Qual é a justificativa para essa redução? Qual é a conta que faz mais dinheiro pro estado virar menos investimento em Cultura? Não é coerente.
Cultura é business. Gera emprego e renda, fomenta a economia. Vemos isso com clareza em outros países e em outros estados. Quando se diz isso, existe o argumento caolho de que outros estados são mais ricos do que Mato Grosso. Por isso, a título de comparação, podemos colocar lado a lado os PIBs de Mato Grosso e Pernambuco, por exemplo. O estado nordestino atingiu 95 bilhões de acordo com o IBGE, enquanto nosso resultado foi de 64 bilhões – aproximadamente 70% do PIB pernambucano. Historicamente, existe coerência nesses números, Pernambuco sempre foi um estado mais rico.
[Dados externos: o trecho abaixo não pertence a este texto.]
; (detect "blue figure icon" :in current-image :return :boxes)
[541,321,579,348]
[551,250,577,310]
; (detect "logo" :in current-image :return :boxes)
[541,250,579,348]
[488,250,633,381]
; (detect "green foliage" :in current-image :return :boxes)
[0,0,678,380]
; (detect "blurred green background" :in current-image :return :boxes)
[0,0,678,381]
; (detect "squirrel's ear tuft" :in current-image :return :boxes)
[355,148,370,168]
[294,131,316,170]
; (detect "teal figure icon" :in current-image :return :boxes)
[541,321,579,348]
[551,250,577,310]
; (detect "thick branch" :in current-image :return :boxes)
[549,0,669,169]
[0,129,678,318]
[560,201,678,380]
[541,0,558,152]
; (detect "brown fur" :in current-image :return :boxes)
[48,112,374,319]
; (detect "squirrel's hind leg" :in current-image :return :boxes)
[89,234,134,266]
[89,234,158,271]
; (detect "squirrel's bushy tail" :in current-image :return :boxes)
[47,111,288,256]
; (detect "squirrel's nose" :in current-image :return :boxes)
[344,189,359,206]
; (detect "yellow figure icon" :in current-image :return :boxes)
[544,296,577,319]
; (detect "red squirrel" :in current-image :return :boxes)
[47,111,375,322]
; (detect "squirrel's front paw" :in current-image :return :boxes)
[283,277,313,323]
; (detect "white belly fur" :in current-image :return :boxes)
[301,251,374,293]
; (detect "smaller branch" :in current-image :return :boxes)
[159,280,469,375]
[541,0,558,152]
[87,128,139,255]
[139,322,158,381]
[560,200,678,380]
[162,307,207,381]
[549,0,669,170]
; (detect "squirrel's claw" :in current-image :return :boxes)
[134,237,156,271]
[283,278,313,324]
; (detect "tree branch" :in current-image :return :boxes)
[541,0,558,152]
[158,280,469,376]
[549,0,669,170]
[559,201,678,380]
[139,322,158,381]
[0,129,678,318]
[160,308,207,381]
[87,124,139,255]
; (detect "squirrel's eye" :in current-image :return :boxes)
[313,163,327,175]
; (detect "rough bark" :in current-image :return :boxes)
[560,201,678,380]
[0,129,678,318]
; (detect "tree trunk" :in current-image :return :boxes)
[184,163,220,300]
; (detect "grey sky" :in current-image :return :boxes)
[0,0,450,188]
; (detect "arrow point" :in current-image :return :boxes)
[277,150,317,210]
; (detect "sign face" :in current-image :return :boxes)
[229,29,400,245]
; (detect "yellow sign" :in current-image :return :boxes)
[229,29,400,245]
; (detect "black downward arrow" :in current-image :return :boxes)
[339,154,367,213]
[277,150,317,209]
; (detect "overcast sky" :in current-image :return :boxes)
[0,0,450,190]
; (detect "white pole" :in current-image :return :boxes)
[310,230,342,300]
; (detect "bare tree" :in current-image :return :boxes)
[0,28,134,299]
Já na área Cultural, a coisa fica desproporcional. Vemos uma dedicação absurdamente superior dos governantes pernambucanos ao apoio a produção. Ano passado, durante o Festival de Cinema do Recife, vi acontecer uma movimentação para que o valor destinado as produções audiovisuais fosse incrementado. Os pernambucanos não estavam satisfeitos com os “parcos” 13 milhões colocados a disposição – apenas para cinema e vídeo. Quando ouvi isso, senti vergonha ao lembrar que os produtores culturais mato-grossenses lutariam para multiplicar menos da metade desse valor para atender todos os setores culturais do estado – música, teatro, dança, literatura, audiovisual, entre outros.
Existe uma diferença muito grande na forma como esses dois estados enxergam a cultura. E isso se reflete na formação dos seus cidadãos, na sua valorização pessoal, sua identidade e história. Estar em Recife e Olinda é estar em constante contato com peças, produtos, eventos e manifestações da cultura e história pernambucana. Estar em Cuiabá hoje em dia é se ver cercado de ausência. Festival de Cinema de Cuiabá. Ausente. Cine Teatro. Ausente.
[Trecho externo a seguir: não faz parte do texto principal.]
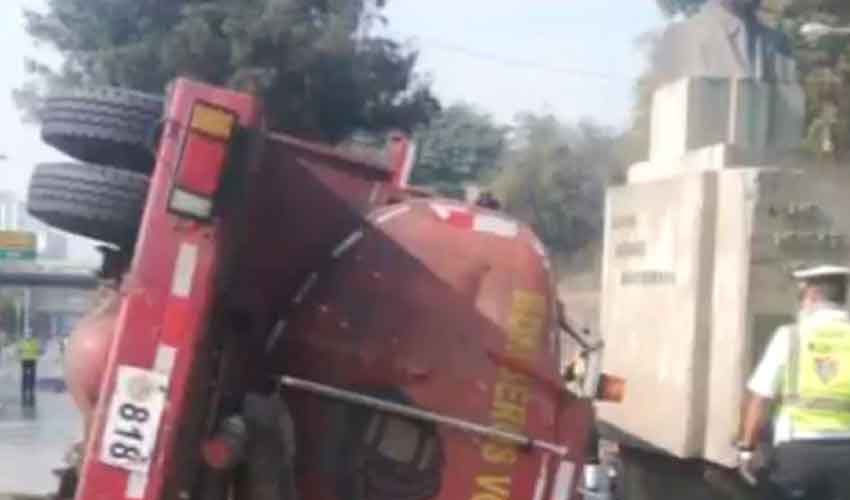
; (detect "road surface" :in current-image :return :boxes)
[0,343,82,500]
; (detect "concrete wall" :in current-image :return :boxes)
[599,172,716,457]
[600,168,850,466]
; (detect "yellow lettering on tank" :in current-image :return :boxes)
[506,290,546,359]
[475,476,511,498]
[493,382,528,407]
[472,493,507,500]
[490,399,525,429]
[471,290,546,500]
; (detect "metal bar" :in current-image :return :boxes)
[280,375,567,458]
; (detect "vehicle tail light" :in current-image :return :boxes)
[168,102,237,220]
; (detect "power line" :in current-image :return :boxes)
[388,30,635,81]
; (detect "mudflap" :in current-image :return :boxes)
[609,446,761,500]
[234,394,298,500]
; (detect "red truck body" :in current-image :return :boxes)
[71,80,593,500]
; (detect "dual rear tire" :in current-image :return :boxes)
[27,88,163,250]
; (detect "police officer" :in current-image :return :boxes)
[739,266,850,500]
[18,330,41,406]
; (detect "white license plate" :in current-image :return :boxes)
[100,366,168,473]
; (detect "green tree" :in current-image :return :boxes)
[640,0,850,161]
[411,104,508,194]
[17,0,438,142]
[493,114,621,254]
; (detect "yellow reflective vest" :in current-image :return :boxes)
[18,337,41,361]
[780,320,850,434]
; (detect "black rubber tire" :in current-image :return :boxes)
[41,87,163,174]
[27,163,150,248]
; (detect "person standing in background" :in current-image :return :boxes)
[18,330,42,407]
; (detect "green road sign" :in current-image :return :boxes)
[0,231,38,260]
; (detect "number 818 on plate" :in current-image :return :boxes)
[100,366,168,473]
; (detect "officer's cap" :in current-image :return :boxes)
[793,266,850,281]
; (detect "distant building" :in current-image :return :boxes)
[0,191,68,260]
[0,191,94,338]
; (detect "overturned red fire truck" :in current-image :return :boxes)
[29,80,624,500]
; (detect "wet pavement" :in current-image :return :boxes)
[0,344,82,499]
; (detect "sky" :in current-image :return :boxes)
[0,0,665,260]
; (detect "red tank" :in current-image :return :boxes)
[65,290,121,432]
[275,200,591,500]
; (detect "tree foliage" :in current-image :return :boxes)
[17,0,438,141]
[494,114,620,253]
[628,0,850,161]
[412,104,508,196]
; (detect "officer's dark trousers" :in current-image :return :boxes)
[21,361,36,406]
[769,440,850,500]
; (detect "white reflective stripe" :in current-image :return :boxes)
[550,460,576,500]
[292,273,319,304]
[534,238,546,257]
[266,319,287,352]
[153,344,177,378]
[369,182,381,204]
[168,189,212,218]
[124,472,148,498]
[331,229,363,259]
[430,203,458,219]
[533,453,550,500]
[171,243,198,298]
[375,205,410,226]
[472,214,519,238]
[399,142,416,187]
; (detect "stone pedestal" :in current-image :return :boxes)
[649,78,805,164]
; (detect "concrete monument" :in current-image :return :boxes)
[656,0,797,82]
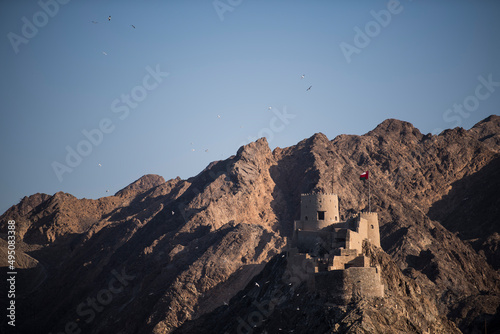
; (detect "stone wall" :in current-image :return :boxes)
[314,267,384,302]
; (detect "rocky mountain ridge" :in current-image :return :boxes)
[0,116,500,333]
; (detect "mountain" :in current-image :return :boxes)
[0,116,500,333]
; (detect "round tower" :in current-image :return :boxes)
[359,212,380,247]
[300,194,340,231]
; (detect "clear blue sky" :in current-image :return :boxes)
[0,0,500,212]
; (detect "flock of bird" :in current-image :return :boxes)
[91,15,312,197]
[90,15,135,56]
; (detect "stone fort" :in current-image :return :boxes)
[287,194,384,302]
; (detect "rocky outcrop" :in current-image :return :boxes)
[0,116,500,333]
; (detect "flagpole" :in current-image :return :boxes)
[367,174,372,212]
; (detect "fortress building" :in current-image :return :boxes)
[288,194,384,301]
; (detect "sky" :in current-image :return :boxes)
[0,0,500,212]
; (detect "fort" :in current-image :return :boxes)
[287,194,384,302]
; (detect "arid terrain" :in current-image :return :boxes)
[0,116,500,334]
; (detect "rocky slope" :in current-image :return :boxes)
[0,116,500,333]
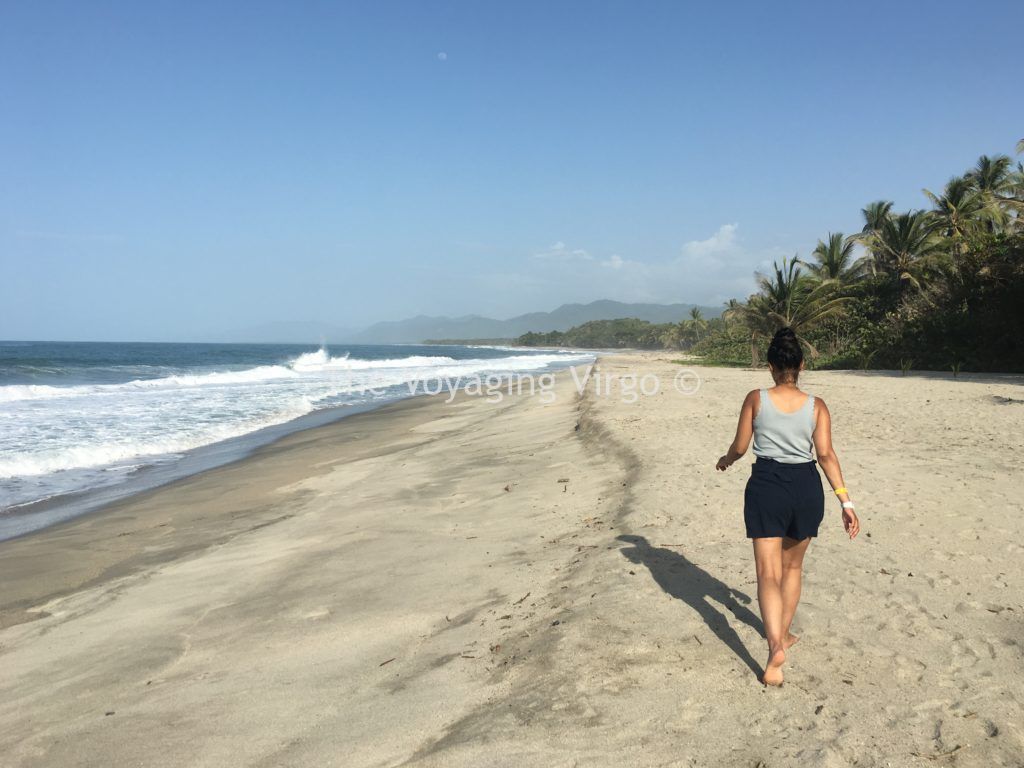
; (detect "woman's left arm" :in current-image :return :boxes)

Como produtor cultural, nem sempre produzi com patrocínio. Mas com certeza sou muito grato as oportunidades que tive de trabalhar com o apoio da Lei de Incentivo Hermes de Abreu, do Fundo Estadual de Cultura e do Conselho. Foram quatro projetos – um vídeo e três filmes – que tem sua força não nos prêmios que ganharam, mas sim nos profissionais que ali trabalharam, na retina de cada pessoa tocada pelas imagens, e no registro de nós mesmos – talvez essa, a maior importância de qualquer produção cultural.
Ainda guri, vi meus primeiros filmes nas poltronas do Cine Teatro. Projetei meus primeiros trabalhos nas telas do Festival de Cinema de Cuiabá. Só faço cultura hoje porque um dia me vi cercado por ela. E por tudo isso, sou tomado agora por uma triste constatação. Estamos perdendo a chance de ver nascer outros artistas, novas obras, canções e histórias. Arte e Cultura sempre existirão. O artista o é e pronto. Mas sem mercado, não há vida. O incentivo é normal e necessário para o agronegócio, para a indústria, para a Copa. Tem que ser normal e necessário para a Cultura também.
Em tempos de debate sobre um Plano Municipal de Cultura e possível fusão de Secretaria – que todos sabemos ser um passo arriscado – acredito ser importante também buscar ampliar a visão dos nossos gestores públicos municipais e estaduais para essa questão. Apoiar a Cultura de um povo não é favor. É, antes de tudo, uma grande oportunidade para qualquer governante que deseje construir um legado que seja digno de memória.
BRUNO BINI é publicitário, cineasta e produtor cultural.